The Small Donor Problem

Presidential Candidate Bernie Sanders has raised upwards of $10 million dollars a week after launching his presidential campaign. The average contribution of those donations were $27. Sanders is among many to vocally rebuke Super PAC money, he is one to consistently celebrate that much of his donations come from small donors. Services like Actblue, make it relatively easy to donate to a campaign a few dollars. However, “few” adds up. In their second quarter alone, Actblue garnered a whopping $246 million in donations. Furthermore, about 56% of their donations are made through a mobile device, which begs the question who donates and in turn, who builds the Democratic coalition? 
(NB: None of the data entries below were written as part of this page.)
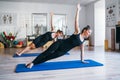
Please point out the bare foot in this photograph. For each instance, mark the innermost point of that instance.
(29, 65)
(18, 54)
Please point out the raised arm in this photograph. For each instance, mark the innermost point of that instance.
(52, 27)
(77, 29)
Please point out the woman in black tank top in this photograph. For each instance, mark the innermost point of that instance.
(60, 47)
(42, 39)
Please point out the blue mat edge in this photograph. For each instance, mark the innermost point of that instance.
(17, 71)
(30, 55)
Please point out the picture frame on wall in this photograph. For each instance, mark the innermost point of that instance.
(8, 19)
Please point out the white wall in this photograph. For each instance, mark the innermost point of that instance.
(99, 23)
(90, 19)
(108, 28)
(23, 12)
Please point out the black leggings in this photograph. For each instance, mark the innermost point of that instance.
(51, 53)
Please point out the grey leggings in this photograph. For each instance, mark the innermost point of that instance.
(51, 53)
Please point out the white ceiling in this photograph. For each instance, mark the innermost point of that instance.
(69, 2)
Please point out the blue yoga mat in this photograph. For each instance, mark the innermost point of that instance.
(57, 66)
(29, 55)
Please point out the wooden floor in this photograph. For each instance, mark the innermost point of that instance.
(110, 70)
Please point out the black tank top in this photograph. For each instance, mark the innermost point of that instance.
(47, 36)
(71, 42)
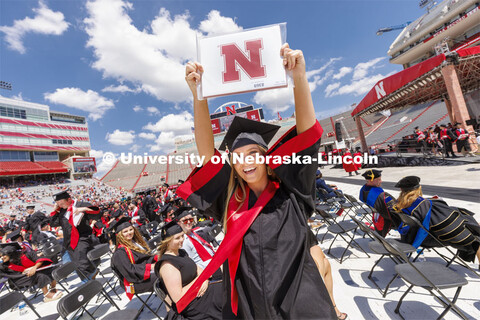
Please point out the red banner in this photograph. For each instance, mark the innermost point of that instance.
(216, 126)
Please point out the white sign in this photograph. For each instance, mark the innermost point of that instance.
(242, 62)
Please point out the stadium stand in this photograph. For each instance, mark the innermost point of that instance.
(403, 122)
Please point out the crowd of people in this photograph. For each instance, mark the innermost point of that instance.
(268, 265)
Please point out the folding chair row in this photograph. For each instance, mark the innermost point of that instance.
(415, 223)
(341, 229)
(137, 295)
(377, 247)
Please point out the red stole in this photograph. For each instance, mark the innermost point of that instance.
(231, 247)
(129, 288)
(202, 252)
(74, 235)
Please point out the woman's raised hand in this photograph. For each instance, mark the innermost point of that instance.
(193, 71)
(293, 60)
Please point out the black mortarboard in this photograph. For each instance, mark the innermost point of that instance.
(121, 224)
(61, 195)
(171, 229)
(14, 235)
(371, 174)
(182, 212)
(408, 183)
(244, 131)
(9, 248)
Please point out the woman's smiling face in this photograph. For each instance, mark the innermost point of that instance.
(250, 173)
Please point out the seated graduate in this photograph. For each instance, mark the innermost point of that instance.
(447, 224)
(132, 259)
(21, 269)
(320, 184)
(197, 248)
(372, 194)
(178, 272)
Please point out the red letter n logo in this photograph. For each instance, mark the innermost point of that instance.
(250, 63)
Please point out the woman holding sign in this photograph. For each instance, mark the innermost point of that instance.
(270, 272)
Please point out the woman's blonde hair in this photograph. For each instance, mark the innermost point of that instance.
(137, 237)
(236, 187)
(406, 198)
(163, 246)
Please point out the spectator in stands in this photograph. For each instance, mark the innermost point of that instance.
(373, 195)
(449, 225)
(421, 139)
(462, 140)
(178, 272)
(432, 141)
(271, 202)
(132, 259)
(21, 270)
(197, 248)
(324, 191)
(447, 137)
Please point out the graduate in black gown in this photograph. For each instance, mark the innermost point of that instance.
(77, 240)
(452, 226)
(22, 270)
(270, 272)
(132, 259)
(373, 194)
(178, 272)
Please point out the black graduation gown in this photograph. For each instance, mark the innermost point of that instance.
(208, 306)
(138, 273)
(85, 244)
(449, 225)
(382, 205)
(276, 276)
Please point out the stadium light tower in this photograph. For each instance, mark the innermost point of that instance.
(5, 85)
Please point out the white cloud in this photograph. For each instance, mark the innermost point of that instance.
(330, 88)
(96, 153)
(153, 110)
(120, 88)
(153, 58)
(45, 21)
(342, 72)
(147, 135)
(120, 138)
(179, 123)
(361, 69)
(275, 100)
(166, 141)
(216, 24)
(90, 101)
(280, 100)
(17, 97)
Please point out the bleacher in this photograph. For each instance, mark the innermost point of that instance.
(402, 123)
(28, 167)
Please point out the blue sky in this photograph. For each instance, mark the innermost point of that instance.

Unfortunately, because Actblue does not collect that sort of data from their users when they make donations, it’s hard to produce and analyze the figures to answer those questions. This arguably makes it even harder for the Democratic party to identify who its constituents are. There’s not even a way to track whether or not the same people who donate, are the same people that turnout come voting day. Similarly, there’s no way of identifying those individual’s stance on healthcare, criminal justice or even education. To add to the issue, small donors come from all over the country. When Beto challenged Ted Cruz in the Senate Race this past year in Texas, about 48% of his Actblue donations came from outside of Texas. Though there were generally a large amount of donations coming from Texas specifically, Actblue’s Executive Director Erin Hill attributes that to Texas’ large population, even though it’s a red state. Most of the cash is coming from Texas’ three major democratic cities: Houston, Austin and Dallas. 
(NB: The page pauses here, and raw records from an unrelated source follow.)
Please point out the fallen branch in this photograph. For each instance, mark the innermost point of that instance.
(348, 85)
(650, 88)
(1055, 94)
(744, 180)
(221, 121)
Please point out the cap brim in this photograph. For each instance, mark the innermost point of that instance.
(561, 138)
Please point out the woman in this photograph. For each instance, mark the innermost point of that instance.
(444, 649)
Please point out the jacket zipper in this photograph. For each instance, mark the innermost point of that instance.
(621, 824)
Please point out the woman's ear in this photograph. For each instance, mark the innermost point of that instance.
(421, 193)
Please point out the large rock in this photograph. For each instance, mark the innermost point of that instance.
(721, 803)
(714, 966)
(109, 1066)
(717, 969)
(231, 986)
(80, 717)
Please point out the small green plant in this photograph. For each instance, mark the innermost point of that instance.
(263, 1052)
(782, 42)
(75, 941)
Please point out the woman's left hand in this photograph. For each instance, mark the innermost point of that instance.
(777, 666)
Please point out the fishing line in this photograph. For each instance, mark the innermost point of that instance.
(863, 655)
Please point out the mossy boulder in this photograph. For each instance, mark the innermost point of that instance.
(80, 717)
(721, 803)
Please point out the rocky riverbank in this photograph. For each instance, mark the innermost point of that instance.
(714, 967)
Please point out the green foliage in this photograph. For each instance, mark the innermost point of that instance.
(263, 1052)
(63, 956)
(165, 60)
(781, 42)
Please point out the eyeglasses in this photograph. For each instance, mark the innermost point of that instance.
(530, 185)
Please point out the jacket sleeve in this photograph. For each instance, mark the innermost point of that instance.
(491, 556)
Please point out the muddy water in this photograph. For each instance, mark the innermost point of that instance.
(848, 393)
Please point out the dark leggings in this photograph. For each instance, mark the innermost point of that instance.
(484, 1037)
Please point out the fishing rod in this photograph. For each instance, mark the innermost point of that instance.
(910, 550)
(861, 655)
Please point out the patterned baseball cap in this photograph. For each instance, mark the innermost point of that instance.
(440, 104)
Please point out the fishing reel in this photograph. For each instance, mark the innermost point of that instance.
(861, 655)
The motivation for small donors can come from almost anywhere, a moving quote or even a political event. Actblue made an upwards of $1.3 million in Quarter 2 specifically for parents who had been separated from their children at the U.S Mexico border in 2017. This is surely an example of small dollar donations being used for good. However, the Democratic party in rejecting Super PAC money has been increasingly reliant on small dollar donations. It was also helpful that the Republican Party didn’t have their own version of “Actblue” til now. Thomas Edsall, Columnist for the NY Times addresses the slipping coalitions in the Democratic Party in multiple articles, most notably The Heartland is Moving Different Directions. In the aforementioned article, he addresses that within the Democratic Party the Moderate to consertive wing is more diverse than we think it is. A Pew Study outlines that in 2016, the democratic party was 57% White, 21% Black and 12% Hispanic. Furthermore, the number of people who consider themselves to be “Liberal” in the Midwest (Ohio, Michigan, Indiana, Wisconsin, Minnesota, North and South Dakota, Iowa, Illinois, Nebraska, Missouri  and Kansas) is dropping. 2010 = 23%; 2017: 23% meanwhile those who consider themselves moderate have increased from 33% to 37%. As younger migrants move to cities to look for better education and jobs, they are impacting the demographic shift of those areas and leaving elders behind. These areas as being “Midwestern hubs” which can consists of cities like Columbus, Kansas City, Des Moines, Madison, Minneapolis-St. Paul. These are all external demographic changes that the party needs to pay more attention to in order to determine who the voting democratic coalition actually is. Though small donors contribute a great deal financially to campaigns, at the end of the day, we don’t know who they are and to what extent those numbers actually matter.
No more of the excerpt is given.